O conflito de traficantes no Rio de Janeiro não deve levar, ao contrário do que aparenta, a uma solução rápida, eficaz e pontual, como sugerem as declarações do Secretário de Segurança José Mariano Beltrame e dos comandantes da polícia militar e civil. Como dizem os antigos, o buraco é mais embaixo e passa por um processo de exclusão social que não só fomenta a revolta como legitima a violência, conflagrada não somente contra a parcela da população aquém dos índices de desenvolvimento humano, esmagada sob política públicas de confronto, celebradas pelo governador carioca, mas também contra os ditos agentes da guerra civil que hoje ganha as capas dos jornais para júbilo da mídia, a saber, policiais e traficantes.

Soldados armados, amados ou não
Com baixas de ambas as partes os dois exércitos estudam-se, analisam a estratégia e em suas ações não se preocupam com as centenas de civis colocados em linha de tiro quando de seus confrontos, quase sempre previstos e aguardados. Dos dois lados existem subversões, exageros, exceções, entretanto somente contabilizam-se os mortos do lado de cá, onde aguardam as câmeras. A eles, os outros, sobram os cães, a humilhação das revistas, o pé na porta dos barracos no cume do morro onde não costumam chegar as luzes midiáticas, contanto preocupem-se em equipar seus repórteres com coletes à prova de balas.
No entanto não cabe mais definir o corpo societário, segregando-o entre excluídos e excludentes, pretendendo que a simples aplicação das leis sob um Estado utopicamente de direito possa solucionar o problema. Resta-nos administrar a conseqüência endêmica das praticas setorizadas que limitam as comunidades mais pobres ao seu próprio espaço físico e “que se resolvam por lá”, com a criação sazonal de escolas e hospitais no campo emergencial de práticas essas que não foram suficientes para conter o alastramento do vírus da violência em última escala, explodindo por sobre os ombros do corpo policial do Rio, nas hélices de um helicóptero que foi feito para levar a segurança por sobre sua fuselagem semi-blindada.

Política de confronto
Segundo o comandante geral da PM, está em negociação a compra de um modelo blindado que certamente será de grande utilidade frente à guerra civil carioca.
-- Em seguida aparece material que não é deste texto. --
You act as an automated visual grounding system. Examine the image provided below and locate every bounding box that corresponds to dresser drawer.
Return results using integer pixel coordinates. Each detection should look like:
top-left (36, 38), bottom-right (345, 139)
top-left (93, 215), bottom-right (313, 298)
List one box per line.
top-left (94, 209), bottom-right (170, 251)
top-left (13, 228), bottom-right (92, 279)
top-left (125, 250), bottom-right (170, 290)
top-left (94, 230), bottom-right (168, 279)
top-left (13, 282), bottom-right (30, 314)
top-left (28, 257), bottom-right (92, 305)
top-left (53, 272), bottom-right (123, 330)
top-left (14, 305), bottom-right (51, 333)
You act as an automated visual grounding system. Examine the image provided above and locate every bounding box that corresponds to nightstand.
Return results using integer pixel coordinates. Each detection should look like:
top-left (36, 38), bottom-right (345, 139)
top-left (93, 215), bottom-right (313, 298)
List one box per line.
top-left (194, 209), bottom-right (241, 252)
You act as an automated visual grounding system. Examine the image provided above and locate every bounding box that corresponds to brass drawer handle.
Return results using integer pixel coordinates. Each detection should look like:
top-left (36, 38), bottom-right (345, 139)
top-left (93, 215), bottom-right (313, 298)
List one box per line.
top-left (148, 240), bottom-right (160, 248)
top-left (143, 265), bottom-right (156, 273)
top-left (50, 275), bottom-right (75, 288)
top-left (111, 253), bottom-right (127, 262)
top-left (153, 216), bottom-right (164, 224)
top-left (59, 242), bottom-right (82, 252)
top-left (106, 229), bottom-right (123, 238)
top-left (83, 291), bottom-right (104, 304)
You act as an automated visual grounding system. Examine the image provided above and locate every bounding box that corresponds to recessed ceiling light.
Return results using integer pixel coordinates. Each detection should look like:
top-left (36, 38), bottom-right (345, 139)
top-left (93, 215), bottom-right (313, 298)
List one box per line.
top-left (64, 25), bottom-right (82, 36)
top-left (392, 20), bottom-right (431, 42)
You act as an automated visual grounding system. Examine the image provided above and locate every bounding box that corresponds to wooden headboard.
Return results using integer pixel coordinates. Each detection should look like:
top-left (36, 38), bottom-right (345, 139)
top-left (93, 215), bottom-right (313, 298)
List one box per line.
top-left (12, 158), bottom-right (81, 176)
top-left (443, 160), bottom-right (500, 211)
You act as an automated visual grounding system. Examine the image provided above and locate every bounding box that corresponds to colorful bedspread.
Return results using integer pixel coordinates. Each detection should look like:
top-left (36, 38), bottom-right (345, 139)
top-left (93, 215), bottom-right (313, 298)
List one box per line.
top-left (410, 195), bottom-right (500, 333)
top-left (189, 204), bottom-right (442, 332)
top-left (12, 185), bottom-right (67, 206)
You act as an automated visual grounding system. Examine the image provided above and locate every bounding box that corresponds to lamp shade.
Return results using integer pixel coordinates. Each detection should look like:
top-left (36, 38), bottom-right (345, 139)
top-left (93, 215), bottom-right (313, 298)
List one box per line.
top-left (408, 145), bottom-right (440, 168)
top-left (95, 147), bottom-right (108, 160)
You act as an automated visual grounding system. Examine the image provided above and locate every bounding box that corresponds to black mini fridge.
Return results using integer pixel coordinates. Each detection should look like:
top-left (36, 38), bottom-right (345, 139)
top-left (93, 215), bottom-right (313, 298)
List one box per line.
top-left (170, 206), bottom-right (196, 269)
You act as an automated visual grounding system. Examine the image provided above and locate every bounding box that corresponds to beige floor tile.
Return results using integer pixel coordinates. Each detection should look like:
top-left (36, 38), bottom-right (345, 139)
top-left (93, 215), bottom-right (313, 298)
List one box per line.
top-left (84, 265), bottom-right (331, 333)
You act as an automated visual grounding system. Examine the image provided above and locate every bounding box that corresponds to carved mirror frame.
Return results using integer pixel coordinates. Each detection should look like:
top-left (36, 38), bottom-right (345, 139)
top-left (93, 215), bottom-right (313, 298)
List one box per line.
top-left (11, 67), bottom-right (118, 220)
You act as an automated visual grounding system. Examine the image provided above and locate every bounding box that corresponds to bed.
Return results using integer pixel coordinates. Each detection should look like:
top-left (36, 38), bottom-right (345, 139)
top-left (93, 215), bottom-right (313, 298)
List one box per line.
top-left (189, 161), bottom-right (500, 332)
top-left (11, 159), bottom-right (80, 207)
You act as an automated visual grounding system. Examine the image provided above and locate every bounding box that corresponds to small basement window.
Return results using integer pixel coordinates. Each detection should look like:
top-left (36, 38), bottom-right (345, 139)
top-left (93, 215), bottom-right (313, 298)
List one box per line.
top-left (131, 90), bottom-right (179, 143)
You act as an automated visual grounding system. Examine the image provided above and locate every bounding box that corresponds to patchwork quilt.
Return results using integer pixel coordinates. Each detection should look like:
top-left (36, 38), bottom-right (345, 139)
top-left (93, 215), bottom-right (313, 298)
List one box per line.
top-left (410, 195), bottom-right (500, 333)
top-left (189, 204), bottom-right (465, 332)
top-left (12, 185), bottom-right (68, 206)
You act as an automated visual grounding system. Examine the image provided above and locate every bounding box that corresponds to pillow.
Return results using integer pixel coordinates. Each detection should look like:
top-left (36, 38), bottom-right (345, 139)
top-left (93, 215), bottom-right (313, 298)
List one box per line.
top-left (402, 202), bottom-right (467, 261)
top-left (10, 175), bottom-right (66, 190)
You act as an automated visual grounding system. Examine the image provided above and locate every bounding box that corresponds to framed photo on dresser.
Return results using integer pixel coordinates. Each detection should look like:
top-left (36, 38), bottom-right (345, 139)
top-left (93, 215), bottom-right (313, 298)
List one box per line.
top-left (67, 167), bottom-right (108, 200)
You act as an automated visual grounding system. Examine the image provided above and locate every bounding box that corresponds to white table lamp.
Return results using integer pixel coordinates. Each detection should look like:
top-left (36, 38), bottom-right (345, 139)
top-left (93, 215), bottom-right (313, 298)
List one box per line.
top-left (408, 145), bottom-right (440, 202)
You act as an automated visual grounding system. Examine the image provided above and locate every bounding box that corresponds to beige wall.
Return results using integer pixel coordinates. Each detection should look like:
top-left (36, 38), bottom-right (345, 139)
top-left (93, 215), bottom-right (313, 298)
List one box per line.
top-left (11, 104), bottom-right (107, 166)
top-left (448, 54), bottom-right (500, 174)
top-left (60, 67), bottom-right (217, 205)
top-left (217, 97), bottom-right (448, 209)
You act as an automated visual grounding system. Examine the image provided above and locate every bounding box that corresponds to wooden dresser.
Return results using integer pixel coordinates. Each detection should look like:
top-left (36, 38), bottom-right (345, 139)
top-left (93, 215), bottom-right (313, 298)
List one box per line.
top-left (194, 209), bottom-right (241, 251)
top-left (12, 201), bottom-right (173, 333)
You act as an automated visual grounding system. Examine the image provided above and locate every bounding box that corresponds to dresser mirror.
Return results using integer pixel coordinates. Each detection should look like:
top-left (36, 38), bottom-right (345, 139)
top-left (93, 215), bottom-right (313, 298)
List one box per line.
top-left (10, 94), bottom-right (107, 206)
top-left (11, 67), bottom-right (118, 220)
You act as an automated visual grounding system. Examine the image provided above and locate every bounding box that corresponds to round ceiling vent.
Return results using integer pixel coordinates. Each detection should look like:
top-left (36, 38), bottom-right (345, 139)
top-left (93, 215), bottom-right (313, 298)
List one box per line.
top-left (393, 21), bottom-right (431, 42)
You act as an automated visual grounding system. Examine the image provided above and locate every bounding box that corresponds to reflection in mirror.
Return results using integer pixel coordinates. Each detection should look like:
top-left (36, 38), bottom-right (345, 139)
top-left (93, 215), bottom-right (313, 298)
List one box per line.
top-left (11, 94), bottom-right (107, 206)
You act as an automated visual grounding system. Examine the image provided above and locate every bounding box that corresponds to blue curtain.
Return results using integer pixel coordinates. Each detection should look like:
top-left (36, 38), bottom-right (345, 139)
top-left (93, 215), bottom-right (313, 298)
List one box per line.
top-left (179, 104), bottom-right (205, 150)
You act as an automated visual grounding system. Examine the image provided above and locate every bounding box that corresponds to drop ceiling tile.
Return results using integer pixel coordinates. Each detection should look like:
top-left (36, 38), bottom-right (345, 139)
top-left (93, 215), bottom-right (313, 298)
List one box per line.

Em que pesem as vidas de servidores públicos arriscando-se por acreditarem no modelo de segurança imposto pelo governo (não enfrentariam incursões quase diárias em favelas onde os aguardam armamentos centenas de vezes mais sofisticados que os que envergam se não o fizessem), não se pode crer que armar melhor a polícia surtirá efeito além dos fogos de artifício dos grandes jornais pela oferta de noticiário. Tão somente ocorrerá a momentânea sensação de segurança somente nas pautas dos jornais diários, uma vez que a classe média espremida entre o medo e a raiva, já não consegue experimentá-la.

Acima da lei
Não existem leis que possam punir de forma eficiente indivíduos que não se sentem abarcados por ela, sob um estado que não respeitam e valores de uma ética distante do seu cotidiano. As prisões construídas em cada estado brasileiro jogam para debaixo do tapete a realidade de que a cidadania não é para todos, tão somente para aqueles que alternam-se entre documentos oficiais e estatísticas, quando passam de contribuintes à vítimas da violência urbana.

Quem são os cidadãos?
O mundo dos registros, dos impostos e obrigações não é válido para uma sociedade paralela onde a desordem se responde com a imposição da força. Afinal saúde, educação e emprego são direitos fundamentais garantidos pela Constituição, numa configuração que não abarca a todos, apenas aos cidadãos que enxerga. Longe dos olhos da justiça permanece um aglomerado de pessoas vivendo entre o medo do próximo e a indiferença do outro. No cenário que se configura hoje já não cabem mais os estereótipos de bandidos e mocinhos, onde os primeiros eram divididos entre bons e maus, esses últimos que roubavam mas protegiam sua própria comunidade em oposição aos heróis, de fardas ou sem, que sacrificavam suas vidas em prol de uma sociedade que os aplaudia.
O resultado da subversão da humanidade em que muitos dividem o pouco num espaço exíguo e poucos caminham cegos em suas ilusões de prosperidade gerou mutações sociais, relações corrompidas num ambiente em que a dor chega para todos. Já não há mais classes, corrupção e violência chegam a níveis inimagináveis, principalmente porque estivemos muito preocupados contando nossos mortos, enquanto o que acreditávamos ser o outro lado sofria baixas que julgávamos necessárias. Somos todos resultantes da mesma prática doentia e excludente. Ainda queremos apenas segurança no ir e vir, sem pensar que este conceito passa pelo primordial respeito ao próximo e seu igual direito não só de ir, mas também vir se assim tiver vontade.

Estado de direitos iguais

Resta hoje o tempo de repensar esse conceito e avaliar quão longe fomos na nossa tentativa de controlar o incontrolável. Massas de pessoas não ficam muito tempo sob o tacão armado do Estado. Sobram elementos que transbordam das vielas, ganham as ruas e chegam até as nossas janelas. Incômoda realidade?Certamente. Mas a conclusão persiste no fato de que somos definitiva e irremediavelmente semelhantes, em fragilidade e desejos. Cabe-nos romper o muro subjetivo que ainda persiste e recriar o governo sob um estado verdadeiramente de direito, não somente para alguns mas para todos,cidadãos.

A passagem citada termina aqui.